Bent Press primarily targets the Abdominals. It also engages the Glutes, Hamstrings, Lower Back, Quadriceps, Shoulders, Triceps as secondary muscles. This makes it an effective strength exercise for building abdominals development.
You will need a kettlebells to perform the Bent Press. Make sure the equipment is set up properly and at the appropriate weight before starting.
The Bent Press is an advanced exercise that requires significant strength experience and proper form. It is not recommended for beginners. Build a solid foundation with simpler movements first, and consider working with a trainer before attempting this exercise.
The Bent Press is a compound exercise, meaning it works multiple joints and muscle groups simultaneously. Compound movements are efficient for building overall strength and are typically performed earlier in a workout when you have the most energy.

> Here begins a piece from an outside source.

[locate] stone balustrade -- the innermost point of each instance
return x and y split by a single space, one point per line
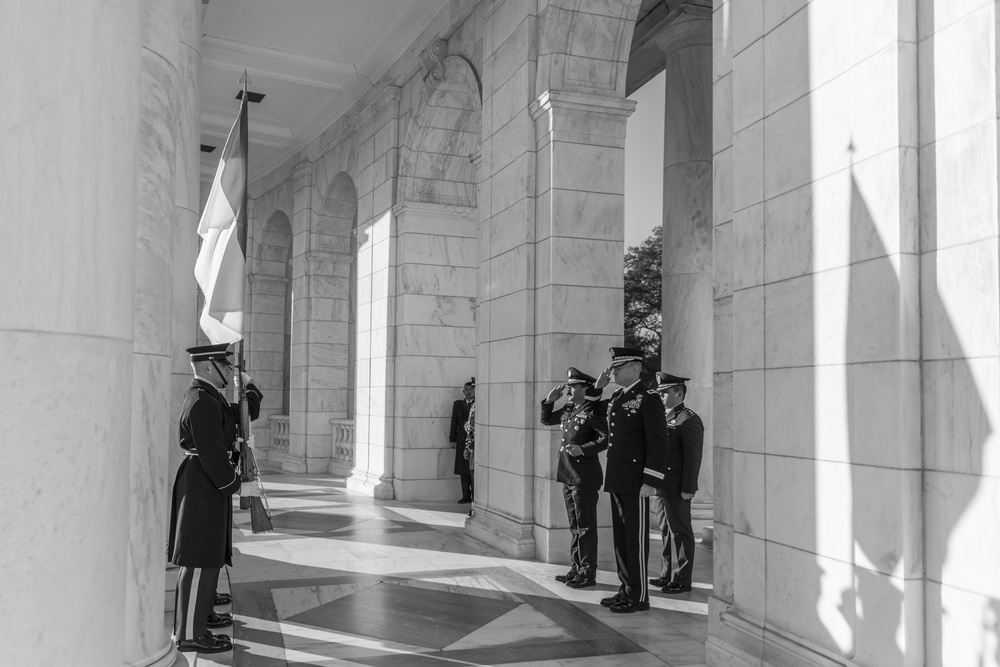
279 432
343 440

For strength, aim for 3-5 sets of 5-8 reps with heavier weight. For muscle building (hypertrophy), try 3-4 sets of 8-12 reps at a moderate weight. For endurance, use lighter weight and perform 2-3 sets of 15-20 reps.
Good alternatives include the 3/4 Sit-Up, Ab Crunch Machine, Ab Roller. These exercises target similar muscle groups (Abdominals) and can be substituted based on available equipment or training preference.